In inglese lo chiamano tecnicamente hung Parliament, un Parlamento appeso, cioè sospeso. I giornali conservatori si orientano su una parola più facile: caos. Due metafore che raccontano lo stesso risultato elettorale sottostimato dai sondaggi, ma comunque non escluso fino a ieri, pur nella peggiore delle ipotesi. I conservatori della May restano il primo partito, ma non hanno abbastanza seggi per continuare da soli (qui i dati finali sul sito della Bbc). Si sono fatti acciuffare dai laburisti di Jeremy Corbyn, l’alfiere della vecchia sinistra che secondo l’establishment e i blairiani sarebbe inadatto a governare. Ad aprile il rapporto di forze fra la May e Corbyn, secondo i sondaggi, era di 44 a 26. All’esito del voto i conservatori hanno preso il 42%, ma i laburisti sono arrivati al 40. Azzardo che non sarà perdonato (insieme ad altre cose) al primo ministro in carica.
A Londra, non c’è più una maggioranza. Tre le ipotesi accreditate. Un governo di coalizione guidato dai conservatori o dai laburisti con i liberaldemocratici, gli unici a essere apertamente europeisti. Un governo di minoranza guidato dai conservatori o dai laburisti. O altre elezioni generali entro l’anno.
Si tornerà, dunque, indietro sulla strada della Brexit? No, perché i due principali partiti si sono impegnati a rispettare l’esito di un referendum popolare, che resta sacro. Anzi, quello della Brexit non è stato nemmeno un tema centrale della campagna elettorale, se n’è parlato di più all’estero. E questo, come è stato osservato anche prima del voto di ieri, può aver paradossalmente azzoppato la May, che chiedeva un mandato forte su una scelta politica ormai data per scontata, tanto che va sottolineata la sostanziale scomparsa degli indipendentisti dell’Ukip. Agli elettori britannici interessano di più le proposte politiche legate al welfare, alla sanità, all’istruzione. E su questo il primo ministro non ha convinto abbastanza, fra l’altro sottraendosi in maniera plateale ai confronti tv coi suoi avversari. E’ però certo che con il risultato elettorale dei conservatori è sempre più difficile una hard Brexit. Perché non c’è una maggioranza a favore sia in Parlamento sia nel Paese, che resta spaccato sostanzialmente in due come al referendum di un anno fa. Londra sarà, dunque, più debole anche nei confronti dei partner europei.
Ci sarà tempo per capire che cosa non ha funzionato in questa campagna elettorale. Il caos sarà addebitato sicuramente alle scelte della May. L’azzardo del voto anticipato seguiva all’azzardo di essere diventata pro-Brexit solo dopo il referendum. Una leader nata per caso, dopo la caduta di Cameron. E che ora dovrà fare i conti con l’establishment del suo partito. Nemmeno l’allarme terrorismo sembra aver inciso più di tanto, nonostante il primo ministro abbia scelto i toni del comandante in capo, finendo anche per doversi difendere dalle accuse di Corbyn di aver tagliato i fondi alle forze dell’ordine quando era ministro dell’Interno.
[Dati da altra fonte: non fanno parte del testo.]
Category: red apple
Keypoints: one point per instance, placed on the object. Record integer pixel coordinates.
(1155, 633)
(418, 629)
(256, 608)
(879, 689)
Emerge ancora una volta, invece, l’imprevedibilità dell’elettorato, che non ama svolgere il ruolo di soldatino disciplinato di politici, giornalisti e sondaggisti. Sarebbe sbagliato leggere il risultato britannico con le lenti della politica italiana. Diverso il sistema, diverso il peso geopolitico, diversa la qualità delle persone. Se proprio lo si deve fare, si guardi dove può portare la distanza fra i desiderata dei leader e la quotidianità delle persone. Su un punto il prossimo Parlamento inglese ci assomiglierà: sarà difficile trovare qualcuno che comandi per davvero.